Later I planted a curly willow in the backyard. Considering the smallness of the backyard, planting the willow there wasn't a smart choice. Add to that a decorative cobblestone patio and it would be just a matter of time before the roots uplifted the brick, ruining the design. Taking that tree down was really painful. It was gorgeous. What I didn't think about at the time were the nesting birds. I certainly did for the next many days as mourning doves lived up to their name from the back fence and the eaves of our house.
All of our tree encounters, up to this point, were spaced very widely apart. However, now we are in the Bootheel and things have changed up considerably. First of all, we knew, based on photos, that the house we bought, had trees. What we didn't know is that the lot was like a private park. Oh. The. TREES. In our first six months here, we have cut back the trees invading our roof, trimmed back all of the foliage surrounding the house, have had one dead tree removed, and have had a really big branch from a neighbor's tree fall and take out about 20 feet of fencing. Our favorite local tree service rescued us from the mess. And the fencing company that originally put it in 20 years earlier came back and fixed it. We were living in interesting times.

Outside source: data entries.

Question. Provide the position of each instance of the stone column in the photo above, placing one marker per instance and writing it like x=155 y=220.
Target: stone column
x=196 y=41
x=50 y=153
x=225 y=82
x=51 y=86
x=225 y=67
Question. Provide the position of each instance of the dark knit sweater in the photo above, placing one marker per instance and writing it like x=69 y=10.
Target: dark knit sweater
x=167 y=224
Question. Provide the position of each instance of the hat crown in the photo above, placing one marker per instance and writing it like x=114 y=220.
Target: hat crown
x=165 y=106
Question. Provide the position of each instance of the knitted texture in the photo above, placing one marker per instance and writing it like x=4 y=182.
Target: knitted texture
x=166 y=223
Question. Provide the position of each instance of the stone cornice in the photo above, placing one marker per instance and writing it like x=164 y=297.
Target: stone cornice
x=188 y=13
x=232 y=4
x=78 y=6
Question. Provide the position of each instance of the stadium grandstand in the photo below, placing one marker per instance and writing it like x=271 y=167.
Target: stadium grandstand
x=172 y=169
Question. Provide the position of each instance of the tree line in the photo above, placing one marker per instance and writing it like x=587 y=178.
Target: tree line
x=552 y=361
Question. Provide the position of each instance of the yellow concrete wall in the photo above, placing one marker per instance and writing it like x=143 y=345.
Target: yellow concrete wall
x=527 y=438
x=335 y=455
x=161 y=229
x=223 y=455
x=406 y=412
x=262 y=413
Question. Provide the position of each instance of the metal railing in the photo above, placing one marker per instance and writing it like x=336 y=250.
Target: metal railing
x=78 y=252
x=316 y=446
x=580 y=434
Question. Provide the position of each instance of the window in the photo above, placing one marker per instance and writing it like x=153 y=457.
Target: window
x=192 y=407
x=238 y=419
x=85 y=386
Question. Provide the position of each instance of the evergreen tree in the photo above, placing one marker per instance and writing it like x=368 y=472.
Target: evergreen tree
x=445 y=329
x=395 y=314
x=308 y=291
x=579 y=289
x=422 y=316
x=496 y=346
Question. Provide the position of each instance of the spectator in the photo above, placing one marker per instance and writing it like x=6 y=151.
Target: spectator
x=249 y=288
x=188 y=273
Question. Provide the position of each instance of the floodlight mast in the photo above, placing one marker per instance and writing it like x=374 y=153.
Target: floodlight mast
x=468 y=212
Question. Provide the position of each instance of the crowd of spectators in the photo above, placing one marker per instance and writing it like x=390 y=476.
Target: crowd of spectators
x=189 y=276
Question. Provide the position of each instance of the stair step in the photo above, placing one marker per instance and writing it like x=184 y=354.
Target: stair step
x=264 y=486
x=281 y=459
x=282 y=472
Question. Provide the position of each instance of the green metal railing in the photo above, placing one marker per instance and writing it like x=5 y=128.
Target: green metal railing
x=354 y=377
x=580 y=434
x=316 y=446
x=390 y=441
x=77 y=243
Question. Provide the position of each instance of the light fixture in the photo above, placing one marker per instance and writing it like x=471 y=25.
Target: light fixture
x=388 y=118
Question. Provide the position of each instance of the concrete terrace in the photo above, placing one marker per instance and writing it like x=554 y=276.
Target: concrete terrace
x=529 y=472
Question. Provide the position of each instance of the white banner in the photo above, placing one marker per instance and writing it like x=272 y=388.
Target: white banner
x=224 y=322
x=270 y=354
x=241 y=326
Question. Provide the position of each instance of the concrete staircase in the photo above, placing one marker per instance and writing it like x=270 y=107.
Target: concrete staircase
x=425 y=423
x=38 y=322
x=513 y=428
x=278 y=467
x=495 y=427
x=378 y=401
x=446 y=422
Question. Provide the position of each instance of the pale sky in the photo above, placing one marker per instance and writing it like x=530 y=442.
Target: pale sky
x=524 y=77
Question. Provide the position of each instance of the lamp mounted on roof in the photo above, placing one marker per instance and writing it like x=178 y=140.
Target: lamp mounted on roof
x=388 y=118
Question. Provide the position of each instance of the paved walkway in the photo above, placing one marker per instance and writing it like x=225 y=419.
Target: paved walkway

But, wait. It's not over yet. Mid- November, one of the backyard trees uprooted. Tall and skinny, it turned out to be a volunteer from a root that found its way to the surface. Perfectly placed, it found enough sunlight to grow into the lower branches of the tree next to it. However - the root system was fairly shallow and this was the year it decided to uproot. But it didn't fall. It leaned over into the other trees, held there securely, waiting for the next big wind to bring it down. Gone would be another fence and perhaps even another tree. Tree service to the rescue again and at the same time, they also trimmed the rest of the trees making them safe for the next many years. The backyard is now looking pretty barren but, hey, it's almost winter.
I have to tell you, I never, ever knew that trees could be so demanding. I love trees. The birds and critters we love, love trees. The very AIR we breathe loves trees. But, wow, they sure are high maintenance.